Provided that if any of the conditions laid down in the proviso to clause (xiiib) of section 47 are not complied with, the set off of loss or allowance of depreciation made in any previous year in the hands of the successor limited liability partnership, shall be deemed to be the income of the limited liability partnership chargeable to tax in the year in which such conditions are not complied with.
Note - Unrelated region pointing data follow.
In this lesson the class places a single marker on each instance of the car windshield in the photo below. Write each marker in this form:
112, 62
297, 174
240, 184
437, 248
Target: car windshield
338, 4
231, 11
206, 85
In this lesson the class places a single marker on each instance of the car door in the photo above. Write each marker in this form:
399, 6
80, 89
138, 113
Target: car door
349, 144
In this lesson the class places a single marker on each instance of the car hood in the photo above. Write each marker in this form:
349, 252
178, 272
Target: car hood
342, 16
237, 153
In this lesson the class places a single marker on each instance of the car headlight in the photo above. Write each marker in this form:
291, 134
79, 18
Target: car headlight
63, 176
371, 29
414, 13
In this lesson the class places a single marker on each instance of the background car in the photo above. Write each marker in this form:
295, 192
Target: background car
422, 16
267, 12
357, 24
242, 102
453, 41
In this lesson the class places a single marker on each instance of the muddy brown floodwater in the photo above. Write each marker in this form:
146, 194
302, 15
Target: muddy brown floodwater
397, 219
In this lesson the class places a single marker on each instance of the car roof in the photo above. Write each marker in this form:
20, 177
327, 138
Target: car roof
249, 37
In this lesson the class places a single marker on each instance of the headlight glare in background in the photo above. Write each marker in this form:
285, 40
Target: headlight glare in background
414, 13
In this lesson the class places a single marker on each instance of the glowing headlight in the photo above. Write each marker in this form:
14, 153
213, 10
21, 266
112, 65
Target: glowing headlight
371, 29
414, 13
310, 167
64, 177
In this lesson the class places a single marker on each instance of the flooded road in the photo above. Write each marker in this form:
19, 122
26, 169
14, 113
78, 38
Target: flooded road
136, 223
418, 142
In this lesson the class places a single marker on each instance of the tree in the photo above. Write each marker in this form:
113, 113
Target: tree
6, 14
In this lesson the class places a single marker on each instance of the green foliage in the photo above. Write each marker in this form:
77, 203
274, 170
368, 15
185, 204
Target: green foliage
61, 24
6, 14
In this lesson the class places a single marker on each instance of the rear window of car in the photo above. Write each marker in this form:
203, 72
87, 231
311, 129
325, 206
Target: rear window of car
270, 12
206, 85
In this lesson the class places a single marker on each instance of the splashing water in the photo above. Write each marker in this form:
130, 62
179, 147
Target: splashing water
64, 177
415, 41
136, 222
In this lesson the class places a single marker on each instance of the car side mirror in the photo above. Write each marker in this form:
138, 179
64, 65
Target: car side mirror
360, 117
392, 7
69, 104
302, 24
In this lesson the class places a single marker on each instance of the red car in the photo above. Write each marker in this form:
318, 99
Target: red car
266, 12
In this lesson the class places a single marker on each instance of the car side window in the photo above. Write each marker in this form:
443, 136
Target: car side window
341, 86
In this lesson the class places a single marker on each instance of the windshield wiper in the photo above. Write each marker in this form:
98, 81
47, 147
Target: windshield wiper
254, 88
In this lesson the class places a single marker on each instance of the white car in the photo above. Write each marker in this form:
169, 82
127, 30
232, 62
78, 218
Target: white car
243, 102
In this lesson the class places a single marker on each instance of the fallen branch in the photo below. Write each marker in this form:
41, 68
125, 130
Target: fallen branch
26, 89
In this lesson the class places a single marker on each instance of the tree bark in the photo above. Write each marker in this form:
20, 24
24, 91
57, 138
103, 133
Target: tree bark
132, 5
Section 72A(7) of Income Tax Act

For the purposes of this section,—

(a) “accumulated loss” means so much of the loss of the predecessor firm or the proprietary concern or the private company or unlisted public company before conversion into limited liability partnership or the amalgamating company or the demerged company, as the case may be, under the head “Profits and gains of business or profession” (not being a loss sustained in a speculation business) which such predecessor firm or the proprietary concern or the company or amalgamating company or demerged company, would have been entitled to carry forward and set off under the provisions of section 72 if the reorganisation of business or conversion or amalgamation or demerger had not taken place;

(aa) “industrial undertaking” means any undertaking which is engaged in—

  • (i) the manufacture or processing of goods; or
  • (ii) the manufacture of computer software; or
  • (iii) the business of generation or distribution of electricity or any other form of power; or
  • (iiia) the business of providing telecommunication services, whether basic or cellular, including radio paging, domestic satellite service, network of trunking, broadband network and internet services; or
  • (iv) mining; or
  • (v) the construction of ships, aircrafts or rail systems;

(b) “unabsorbed depreciation” means so much of the allowance for depreciation of the predecessor firm or the proprietary concern or the private company or unlisted public company before conversion into limited liability partnership or the amalgamating company or the demerged company, as the case may be, which remains to be allowed and which would have been allowed to the predecessor firm or the proprietary concern or the company or amalgamating company or demerged company, as the case may be, under the provisions of this Act, if the reorganisation of business or conversion or amalgamation or demerger had not taken place;

(c) “specified bank” means the State Bank of India constituted under the State Bank of India Act, 1955 (23 of 1955) or a subsidiary bank as defined in the State Bank of India (Subsidiary Banks) Act, 1959 (38 of 1959) or a corresponding new bank constituted under section 3 of the Banking Companies (Acquisition and Transfer of Undertakings) Act, 1970 (5 of 1970) or under section 3 of the Banking Companies (Acquisition and Transfer of Undertakings) Act, 1980 (40 of 1980).